CS221 Artificial Intelligence, Notes on States (Week 3-5)

Week 4. Markov Decision Processes

  • Uncertainty in the search process
    • Performing action \(a\) from a state \(s\) can lead to several states \(s'_1, s'_2, \ldots\) in a probabilistic manner.
    • The probability and reward of each \((s, a, s')\) pair may be known or unknown.
      • If known: policy evaluation, value iteration
      • If unknown: reinforcement learning

Markov Decision Processes (offline)

Model an MDP

  • Markove decision process definition:
    • States: the set of states
    • \(s_\text{start}\): stating state.
    • Actions\((s)\): possible actions
    • \(T(s, a, s')\): transition probability of \(s'\) if take action \(a\) in state \(s\)
    • Reward\((s, a, s')\): reward for the transition \((s, a, s')\)
    • IsEnd\((s)\): reached end state?
    • \(\gamma \in (0, 1]\): discount factor
  • A policy \(\pi\): a mapping from each state \(s \in \text{States}\) to an action \(a \in \text{Actions}(s)\)
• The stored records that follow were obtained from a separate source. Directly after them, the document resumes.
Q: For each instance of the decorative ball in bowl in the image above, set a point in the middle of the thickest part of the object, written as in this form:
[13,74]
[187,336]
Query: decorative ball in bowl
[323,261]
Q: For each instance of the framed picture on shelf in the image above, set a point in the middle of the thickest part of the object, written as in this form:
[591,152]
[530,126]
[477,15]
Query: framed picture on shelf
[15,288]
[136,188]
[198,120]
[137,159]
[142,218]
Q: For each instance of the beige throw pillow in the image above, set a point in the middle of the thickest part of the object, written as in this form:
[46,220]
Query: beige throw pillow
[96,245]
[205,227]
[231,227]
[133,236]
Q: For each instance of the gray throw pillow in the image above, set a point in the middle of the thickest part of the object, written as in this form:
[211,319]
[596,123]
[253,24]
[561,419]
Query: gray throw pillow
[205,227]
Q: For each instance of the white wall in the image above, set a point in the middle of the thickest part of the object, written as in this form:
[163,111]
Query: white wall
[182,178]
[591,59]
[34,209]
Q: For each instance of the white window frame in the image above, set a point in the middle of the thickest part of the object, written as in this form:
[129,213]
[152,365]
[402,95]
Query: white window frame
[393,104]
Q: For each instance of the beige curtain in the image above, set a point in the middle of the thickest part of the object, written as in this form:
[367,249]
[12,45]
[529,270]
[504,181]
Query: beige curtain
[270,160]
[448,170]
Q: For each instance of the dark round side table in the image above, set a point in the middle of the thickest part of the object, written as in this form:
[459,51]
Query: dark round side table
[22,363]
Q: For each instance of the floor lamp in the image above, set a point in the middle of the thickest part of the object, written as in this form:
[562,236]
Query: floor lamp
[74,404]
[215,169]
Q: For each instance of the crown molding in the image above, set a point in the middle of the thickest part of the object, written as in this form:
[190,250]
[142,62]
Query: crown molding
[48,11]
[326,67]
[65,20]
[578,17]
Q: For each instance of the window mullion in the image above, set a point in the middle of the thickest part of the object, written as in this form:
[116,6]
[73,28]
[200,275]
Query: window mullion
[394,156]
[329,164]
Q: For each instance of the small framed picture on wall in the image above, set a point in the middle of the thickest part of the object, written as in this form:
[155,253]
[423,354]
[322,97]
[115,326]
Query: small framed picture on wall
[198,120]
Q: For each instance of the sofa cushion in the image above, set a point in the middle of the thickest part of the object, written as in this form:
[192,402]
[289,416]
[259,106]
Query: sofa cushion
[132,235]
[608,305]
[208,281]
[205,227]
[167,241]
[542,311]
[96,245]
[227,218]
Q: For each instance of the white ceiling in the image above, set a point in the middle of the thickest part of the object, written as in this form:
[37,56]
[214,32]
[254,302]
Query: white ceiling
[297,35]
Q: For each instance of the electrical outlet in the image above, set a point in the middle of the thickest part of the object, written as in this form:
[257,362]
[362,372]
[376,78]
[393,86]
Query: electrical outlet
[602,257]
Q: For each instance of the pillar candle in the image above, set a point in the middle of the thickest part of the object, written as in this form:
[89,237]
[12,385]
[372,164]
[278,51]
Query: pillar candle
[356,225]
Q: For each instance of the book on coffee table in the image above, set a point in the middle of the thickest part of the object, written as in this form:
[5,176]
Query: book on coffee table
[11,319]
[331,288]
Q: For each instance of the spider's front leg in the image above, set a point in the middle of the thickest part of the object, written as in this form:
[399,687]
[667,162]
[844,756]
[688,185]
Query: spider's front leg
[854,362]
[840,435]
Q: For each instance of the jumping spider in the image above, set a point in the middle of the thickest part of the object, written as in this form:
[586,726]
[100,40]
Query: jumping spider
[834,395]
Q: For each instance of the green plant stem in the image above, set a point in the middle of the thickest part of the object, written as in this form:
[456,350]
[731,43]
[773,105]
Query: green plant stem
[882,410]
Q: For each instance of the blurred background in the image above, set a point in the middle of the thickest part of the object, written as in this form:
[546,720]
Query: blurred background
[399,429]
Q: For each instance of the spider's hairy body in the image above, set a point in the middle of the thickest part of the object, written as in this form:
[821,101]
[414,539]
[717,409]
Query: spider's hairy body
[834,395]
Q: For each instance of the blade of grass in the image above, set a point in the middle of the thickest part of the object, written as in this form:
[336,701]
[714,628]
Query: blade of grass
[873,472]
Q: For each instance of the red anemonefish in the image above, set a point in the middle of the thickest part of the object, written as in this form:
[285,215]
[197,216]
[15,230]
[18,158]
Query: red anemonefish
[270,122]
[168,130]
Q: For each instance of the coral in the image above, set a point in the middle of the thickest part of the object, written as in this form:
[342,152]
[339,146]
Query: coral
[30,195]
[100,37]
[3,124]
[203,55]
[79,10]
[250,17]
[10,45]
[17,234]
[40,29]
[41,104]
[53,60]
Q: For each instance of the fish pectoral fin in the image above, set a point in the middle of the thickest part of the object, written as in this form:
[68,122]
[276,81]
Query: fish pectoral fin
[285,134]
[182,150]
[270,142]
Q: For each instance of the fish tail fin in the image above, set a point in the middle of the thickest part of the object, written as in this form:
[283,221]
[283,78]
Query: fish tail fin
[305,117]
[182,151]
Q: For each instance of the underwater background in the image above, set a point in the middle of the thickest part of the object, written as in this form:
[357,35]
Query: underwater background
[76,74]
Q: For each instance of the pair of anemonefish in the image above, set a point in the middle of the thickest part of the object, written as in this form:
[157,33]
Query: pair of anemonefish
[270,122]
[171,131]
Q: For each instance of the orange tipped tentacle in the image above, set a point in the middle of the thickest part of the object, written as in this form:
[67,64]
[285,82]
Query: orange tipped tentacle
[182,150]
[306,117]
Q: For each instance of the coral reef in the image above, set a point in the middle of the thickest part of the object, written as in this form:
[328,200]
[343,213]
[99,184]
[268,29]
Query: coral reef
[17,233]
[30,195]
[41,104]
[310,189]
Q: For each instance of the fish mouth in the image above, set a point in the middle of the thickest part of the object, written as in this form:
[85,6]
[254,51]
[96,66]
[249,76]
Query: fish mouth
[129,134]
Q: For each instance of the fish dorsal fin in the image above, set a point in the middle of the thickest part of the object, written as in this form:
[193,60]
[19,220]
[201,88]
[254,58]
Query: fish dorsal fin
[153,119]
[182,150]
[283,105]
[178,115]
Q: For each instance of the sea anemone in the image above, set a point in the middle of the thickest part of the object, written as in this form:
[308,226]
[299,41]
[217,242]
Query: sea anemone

Policy Evaluation (on-policy)

  • Utility of a policy is the discounted sum of the rewards on the path

    • Since the policy yields a random path, its utility is a random variable
  • For a policy, its path is \(s_0, a_1 r_1 s_1, a_2r_2s_2, \ldots\) (action, reward, new state) tuple, then the utility with discount \(\gamma\) is \[ u_1 = r_1 + \gamma r_2 + \gamma^2 r_3 + \ldots \]

  • \(V_\pi(s)\): the expected utility (called value) of a policy \(\pi\) from state \(s\)

  • \(Q_\pi(s, a)\): Q-value, the expected utility of taking action \(a\) from state \(s\), and then following policy \(\pi\)

  • Connections between \(V_\pi(s)\) and \(Q_\pi(s, a)\):

\[ V_\pi(s) = \begin{cases} 0 & \text{ if IsEnd}(s)\\ Q_\pi(s, \pi(s)) & \text{ otherwise} \end{cases} \]

\[ Q_\pi(s, a) = \sum_{s'} T(s, a, s')\left[\text{Reward}(s, a, s') + \gamma V_\pi(s')\right] \]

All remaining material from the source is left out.